この映画は「重度」といわれる自閉症と知的障害のある人が介護者付きで一人暮らしをする日常を追ったドキュメンタリー映画です。字幕と音声ガイドがつき、音声はFMラジオによるクローズ方式。貸し出し用の機器をつかってイヤホンで聴きました。
自閉症と重度の知的障害がある人は親元か入所施設が多いのですが、2014年に重度訪問介護制度の対象が拡大され、ヘルパー(介護者)付きで一人暮らしが可能になりました。主人公たちは地域のなかで移動支援、生活介護、居宅介護などの福祉サービスを利用しながら自立生活をしています。

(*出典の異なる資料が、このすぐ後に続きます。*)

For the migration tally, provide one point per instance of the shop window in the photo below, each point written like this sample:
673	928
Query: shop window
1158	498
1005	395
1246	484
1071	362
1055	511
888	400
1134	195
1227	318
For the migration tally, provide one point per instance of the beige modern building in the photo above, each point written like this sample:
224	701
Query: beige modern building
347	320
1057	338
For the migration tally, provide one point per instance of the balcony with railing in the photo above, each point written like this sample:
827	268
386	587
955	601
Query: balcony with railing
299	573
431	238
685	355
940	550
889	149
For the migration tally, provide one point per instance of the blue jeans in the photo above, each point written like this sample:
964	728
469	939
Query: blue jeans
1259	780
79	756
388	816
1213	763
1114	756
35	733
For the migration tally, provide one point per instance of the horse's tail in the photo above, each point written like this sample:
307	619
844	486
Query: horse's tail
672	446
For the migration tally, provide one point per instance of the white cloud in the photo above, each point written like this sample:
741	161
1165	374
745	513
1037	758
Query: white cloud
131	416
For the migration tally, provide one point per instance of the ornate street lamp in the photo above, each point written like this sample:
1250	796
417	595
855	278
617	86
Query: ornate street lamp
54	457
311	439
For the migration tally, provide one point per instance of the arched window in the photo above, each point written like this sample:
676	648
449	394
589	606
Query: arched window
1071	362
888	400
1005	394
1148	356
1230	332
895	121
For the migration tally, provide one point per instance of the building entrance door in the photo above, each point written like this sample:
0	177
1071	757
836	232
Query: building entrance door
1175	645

ヘルパーさんとの掛け合いがまるでコントを見ているようでおかしくもあり、時には感情がコントロールできず衝突する場面もありますが、そこには入所施設とは全く違う“自由”がありました。
入所施設では、何を食べるか、いつ寝るか、休日にどこに行くか、何を買うか、そんな当たり前の生活を自分の意志で選ぶことが難しい日常があります。手がかかると言われる重度知的障がい者を“何もできない人”にしてしまっているのはいったい誰だろう、管理の対象にしてしまっている社会の在り方が人々の偏見を生んでしまっているのではないだろうかと親としてさまざまな思いがあふれてきました。